Eastside Greens are involved with the LA Tenants Union, which is a tenants organization fighting against excessive rent increases.

LA’s Totally Awsome Glue-Away and Goo Gone Reviewed and Compared

How does this new product compare to Goo Gone, the standard adhesive remover and cleaner that people use to remove stickers from products before they gift them, or, in my case, resell them online.

About Goo Gone

Goo Gone is considered the go-to cleaner if you want to remove a sticker form a product or tape from an object.
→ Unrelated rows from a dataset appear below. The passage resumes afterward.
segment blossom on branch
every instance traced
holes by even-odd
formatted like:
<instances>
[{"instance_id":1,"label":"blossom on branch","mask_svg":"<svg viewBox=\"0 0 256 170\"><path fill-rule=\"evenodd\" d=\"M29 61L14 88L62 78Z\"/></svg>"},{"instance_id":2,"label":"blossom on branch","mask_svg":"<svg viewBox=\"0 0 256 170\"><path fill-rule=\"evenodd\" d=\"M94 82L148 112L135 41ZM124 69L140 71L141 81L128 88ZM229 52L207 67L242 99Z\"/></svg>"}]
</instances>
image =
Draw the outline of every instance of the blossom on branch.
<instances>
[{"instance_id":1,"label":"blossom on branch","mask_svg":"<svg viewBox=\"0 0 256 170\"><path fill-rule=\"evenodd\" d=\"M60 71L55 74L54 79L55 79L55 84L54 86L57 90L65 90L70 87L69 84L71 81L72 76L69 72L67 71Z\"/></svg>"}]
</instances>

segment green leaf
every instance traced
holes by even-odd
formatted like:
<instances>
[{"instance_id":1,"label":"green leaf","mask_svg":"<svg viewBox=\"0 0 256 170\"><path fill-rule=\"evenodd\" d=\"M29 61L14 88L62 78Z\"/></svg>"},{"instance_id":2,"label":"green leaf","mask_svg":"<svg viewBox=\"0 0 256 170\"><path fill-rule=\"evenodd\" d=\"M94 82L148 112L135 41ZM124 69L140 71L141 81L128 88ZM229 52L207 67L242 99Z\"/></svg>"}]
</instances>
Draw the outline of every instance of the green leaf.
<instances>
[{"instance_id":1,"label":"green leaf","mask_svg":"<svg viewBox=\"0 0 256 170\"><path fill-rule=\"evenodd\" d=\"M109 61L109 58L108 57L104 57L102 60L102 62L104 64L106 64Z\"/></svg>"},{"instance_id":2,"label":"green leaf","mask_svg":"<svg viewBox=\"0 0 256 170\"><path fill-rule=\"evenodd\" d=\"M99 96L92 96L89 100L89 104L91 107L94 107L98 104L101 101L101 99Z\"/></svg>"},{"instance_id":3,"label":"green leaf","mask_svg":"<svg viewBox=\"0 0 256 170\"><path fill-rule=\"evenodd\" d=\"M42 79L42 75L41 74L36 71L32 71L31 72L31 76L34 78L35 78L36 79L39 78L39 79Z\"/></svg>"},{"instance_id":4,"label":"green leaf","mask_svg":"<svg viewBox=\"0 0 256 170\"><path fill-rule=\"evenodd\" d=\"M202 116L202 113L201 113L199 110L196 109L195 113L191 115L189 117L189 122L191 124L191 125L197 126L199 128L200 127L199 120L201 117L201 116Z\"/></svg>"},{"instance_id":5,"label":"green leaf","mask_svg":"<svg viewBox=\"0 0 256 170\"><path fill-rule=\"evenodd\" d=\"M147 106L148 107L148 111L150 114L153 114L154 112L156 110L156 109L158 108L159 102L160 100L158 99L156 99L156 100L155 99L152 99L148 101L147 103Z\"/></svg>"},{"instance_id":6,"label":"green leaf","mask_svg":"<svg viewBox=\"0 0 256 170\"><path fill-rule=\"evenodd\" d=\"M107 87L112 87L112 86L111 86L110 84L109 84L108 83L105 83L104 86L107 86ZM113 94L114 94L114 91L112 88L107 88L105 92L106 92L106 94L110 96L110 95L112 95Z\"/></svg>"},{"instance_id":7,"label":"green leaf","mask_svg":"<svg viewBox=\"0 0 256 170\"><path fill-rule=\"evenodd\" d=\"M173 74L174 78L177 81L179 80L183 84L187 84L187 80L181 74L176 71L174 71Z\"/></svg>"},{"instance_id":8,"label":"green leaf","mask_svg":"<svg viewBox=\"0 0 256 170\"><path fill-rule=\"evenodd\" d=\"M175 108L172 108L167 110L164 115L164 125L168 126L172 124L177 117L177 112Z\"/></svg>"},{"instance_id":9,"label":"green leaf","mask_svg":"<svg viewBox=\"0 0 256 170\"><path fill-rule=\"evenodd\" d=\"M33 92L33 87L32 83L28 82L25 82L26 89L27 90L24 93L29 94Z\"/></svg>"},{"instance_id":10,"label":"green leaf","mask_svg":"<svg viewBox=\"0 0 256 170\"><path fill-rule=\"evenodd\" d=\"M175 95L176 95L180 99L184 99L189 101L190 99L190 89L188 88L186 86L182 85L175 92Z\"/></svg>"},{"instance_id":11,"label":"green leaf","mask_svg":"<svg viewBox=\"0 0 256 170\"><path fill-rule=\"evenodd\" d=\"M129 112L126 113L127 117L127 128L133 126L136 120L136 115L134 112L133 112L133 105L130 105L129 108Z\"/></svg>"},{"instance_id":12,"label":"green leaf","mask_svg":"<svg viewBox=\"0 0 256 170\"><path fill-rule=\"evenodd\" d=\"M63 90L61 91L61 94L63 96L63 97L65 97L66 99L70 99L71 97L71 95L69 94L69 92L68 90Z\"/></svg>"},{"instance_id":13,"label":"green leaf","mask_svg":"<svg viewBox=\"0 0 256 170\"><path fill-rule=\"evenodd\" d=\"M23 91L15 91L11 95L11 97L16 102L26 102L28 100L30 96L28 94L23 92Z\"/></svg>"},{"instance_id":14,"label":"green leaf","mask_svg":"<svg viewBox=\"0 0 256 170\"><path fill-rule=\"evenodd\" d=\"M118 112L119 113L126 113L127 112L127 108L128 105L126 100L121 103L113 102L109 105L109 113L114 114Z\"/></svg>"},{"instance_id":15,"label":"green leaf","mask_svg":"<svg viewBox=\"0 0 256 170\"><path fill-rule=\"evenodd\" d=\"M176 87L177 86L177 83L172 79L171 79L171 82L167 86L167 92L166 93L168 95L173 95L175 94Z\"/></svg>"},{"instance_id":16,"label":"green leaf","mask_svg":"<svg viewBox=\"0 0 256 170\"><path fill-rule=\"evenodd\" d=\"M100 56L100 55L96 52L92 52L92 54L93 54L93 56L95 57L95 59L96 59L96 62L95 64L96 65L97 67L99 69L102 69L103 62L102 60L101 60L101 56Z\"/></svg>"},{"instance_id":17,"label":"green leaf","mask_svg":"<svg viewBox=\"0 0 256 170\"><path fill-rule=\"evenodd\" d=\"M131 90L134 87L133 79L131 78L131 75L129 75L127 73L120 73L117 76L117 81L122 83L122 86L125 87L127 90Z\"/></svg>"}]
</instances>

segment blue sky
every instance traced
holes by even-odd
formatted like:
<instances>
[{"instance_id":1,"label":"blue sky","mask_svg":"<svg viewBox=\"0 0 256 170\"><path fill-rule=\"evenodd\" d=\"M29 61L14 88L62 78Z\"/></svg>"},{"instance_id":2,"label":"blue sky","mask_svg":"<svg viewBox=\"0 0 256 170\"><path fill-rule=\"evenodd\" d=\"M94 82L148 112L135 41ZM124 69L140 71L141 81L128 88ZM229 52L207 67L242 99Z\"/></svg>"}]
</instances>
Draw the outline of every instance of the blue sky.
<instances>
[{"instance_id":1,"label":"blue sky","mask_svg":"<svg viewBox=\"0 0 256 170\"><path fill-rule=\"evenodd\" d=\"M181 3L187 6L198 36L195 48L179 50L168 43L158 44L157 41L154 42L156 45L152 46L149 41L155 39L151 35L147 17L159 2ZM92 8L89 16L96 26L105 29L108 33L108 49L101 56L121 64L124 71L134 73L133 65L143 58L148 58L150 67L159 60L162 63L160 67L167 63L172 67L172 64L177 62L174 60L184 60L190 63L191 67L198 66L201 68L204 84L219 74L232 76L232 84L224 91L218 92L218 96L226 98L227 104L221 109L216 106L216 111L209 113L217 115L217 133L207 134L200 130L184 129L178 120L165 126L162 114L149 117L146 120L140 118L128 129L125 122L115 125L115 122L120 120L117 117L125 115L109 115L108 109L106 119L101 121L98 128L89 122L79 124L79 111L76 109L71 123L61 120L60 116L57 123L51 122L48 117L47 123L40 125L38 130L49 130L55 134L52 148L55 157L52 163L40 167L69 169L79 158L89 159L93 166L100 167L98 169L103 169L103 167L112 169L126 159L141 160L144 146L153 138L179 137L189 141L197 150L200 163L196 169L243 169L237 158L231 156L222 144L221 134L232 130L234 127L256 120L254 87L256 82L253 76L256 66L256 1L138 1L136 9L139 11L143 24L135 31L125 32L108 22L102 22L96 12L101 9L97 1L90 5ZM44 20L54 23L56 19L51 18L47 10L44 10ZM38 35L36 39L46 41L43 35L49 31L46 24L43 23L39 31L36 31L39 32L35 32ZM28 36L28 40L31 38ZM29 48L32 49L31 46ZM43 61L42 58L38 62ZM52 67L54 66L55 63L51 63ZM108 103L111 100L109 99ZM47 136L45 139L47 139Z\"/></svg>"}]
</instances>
While many products can take care of this issue, Goo Gone has the following qualities that make it stand out:

  • It softens sticker glue so you can peel off the label.
  • It evaporates, slowly, so the cleaner goes away without effort.
  • It doesn’t melt plastic… sort of. It seems to contain a plasticizer that makes plastic shrink wrap stretch, and sometimes leaks behind the plastic.

Competitor Goof Off is in the same product space, but their product doesn’t work for people using it for removing labels because Goof Off melts some plastics. It evaporates quickly, and it seems to dissolve the sticker glue more than soften it. In other words, Goof Off is too strong.

About LA’s Totally Awesome

It’s a mainstay product at the 99 Cents Only stores. Just about everyone in Los Angeles County has bought a bottle, thinking it was going to be a fake 409 or a fake Fantastik. Well… it was, but it was actually better than both in some ways, mainly in that it wasn’t as strong as either.

Are you seeing a pattern here? Sometimes, you don’t need a strong product. You need something that won’t damage the object being cleaned.

The LATA value is obvious: a $1 bottle of cleaner that is the appropriate strength. The other cleaners are $3 a bottle or more, and need to be more useful in more situations.

About Glue Away

Glue Away is obviously a Goo Gone clone, down to the name. It’s a citrus cleaner, like Goo Gone.

I tried it out on two different stickers. The first was a product at Home Depot, and I think it may have been a return. I didn’t spray, but dripped the cleaner on it.

My general technique with both Glue Away and Goo Gone is to drip a few, or several, drops of the cleaner onto the sticker. I soak the paper, and then let it sit for at least half an hour. Sometimes, I let it sit overnight.

Glue Away was oilier than Goo Gone. It was thicker, almost gel-like, so I had to use a paper towel to spread the fluid all over the sticker. Also, it didn’t seem to migrate under the sticker as quickly or completely as Goo Gone.

I also tried it on a prescription bottle, to remove the sticker. It worked very well here. It left more residue than Goo Gone, though. It was slick and oily like flypaper, but not as sticky. So, you need to use a rag or paper towel to clean up, and finish the job.

I tried it on books, to remove the Goodwill stickers. It worked, but left behind some residue. I let it sit a couple hours. Then, I peeled it. I had to use a paper towel with some Glue Away on it to remove the bits of leftover glue.

So, I have some complaints, but I think Glue Away is still a great product. It will threaten Goo Gone in ways that Goof Off cannot. It’s that good.

How Does it Compare?

Glue Away works. However, it’s messier than Goo Gone.

Glue Away’s characteristics, compared to Goo Gone:

  • It doesn’t damage the plastic.
  • It soaks into the label, softens the glue, making it easy to peel off the sticker.
  • It evaporates slowly, but, maybe a little too slowly. It also leaves behind some oil that may or may not evaporate.

I would give the prize to Goo Gone, but if you aren’t near a store that sells Goo Gone (Kmart, Home Depot), and you are near a 99 Cents Only store, just get the Glue Away.

Conversely, if you have Goo Gone nearby, just get it. It costs $3 to $4, versus Glue Away at $1. The driving will probably eat up any cost savings.

Goo Gone is better than Glue Away, but it’s not that much better.

Glue Away is cheaper than Goo Gone, but not that much cheaper. The way I use Goo Gone, by dripping onto a label rather than soaking a rag, saves the Goo Gone. I will take more than a year to use a bottle.

However, if you have lots of sticker cleaning needs, get Goo Gone, and get it by the gallon. The way Goo Gone evaporates makes it a great product that lets you peel stickers, and then put the item into inventory or into service, without needing to wipe leftover cleaner away.